Francisco Garcerán

Personal information
- Full name: Francisco Garcerán Hernández
- Date of birth: 28 August 1913
- Place of birth: Cartagena, Spain
- Date of death: 12 November 2007 (aged 94)
- Place of death: Cartagena, Spain
- Position: Defender

Senior career*
- Years: Team / Apps / (Gls)
- 1931–1932: Imperial de Múrcia
- 1932–1936: Real Murcia
- 1939–1940: Barcelona / 18 / (0)
- 1940–1946: Cartagena

Managerial career
- 1943–1944: Cartagena

= Francisco Garcerán =

Spanish footballer and manager

Francisco Garcerán Hernández (28 August 1913 – 12 November 2007) was a Spanish footballer who played as a defender for Real Murcia and Barcelona in the early 1930s.

==Playing career==
Born on 28 August 1913 in the Region of Murcia town of Cartagena, Garcerán began his football career in his hometown club Imperial de Múrcia in the early 1930s, before joining Real Murcia in 1932, aged 19, with whom he played for four years, until 1936, when the Spanish Civil War broke out. By the time the conflict ended in 1939, he was serving as a member of the Republic's fleet.

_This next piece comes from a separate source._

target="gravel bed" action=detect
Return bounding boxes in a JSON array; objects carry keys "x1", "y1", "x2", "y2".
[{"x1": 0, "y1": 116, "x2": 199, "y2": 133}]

Later that year, he joined Barcelona, remaining there for just a single season, in which he played a total of 24 matches, including 18 matches in La Liga.

After leaving Barça in 1940, Garcerán joined Cartagena FC, with whom he played for six years, until 1946, when he retired, at the age of 33. During the 1943–44 season, he briefly acted as the club's manager. He also worked as a referee after retiring.

==Death==
Garcerán married Dolores Piqueras Muñoz, with whom he had one daughter, Rosa María Garcerán Piqueras. He died in Cartagena on 13 November 2007, at the age of 94.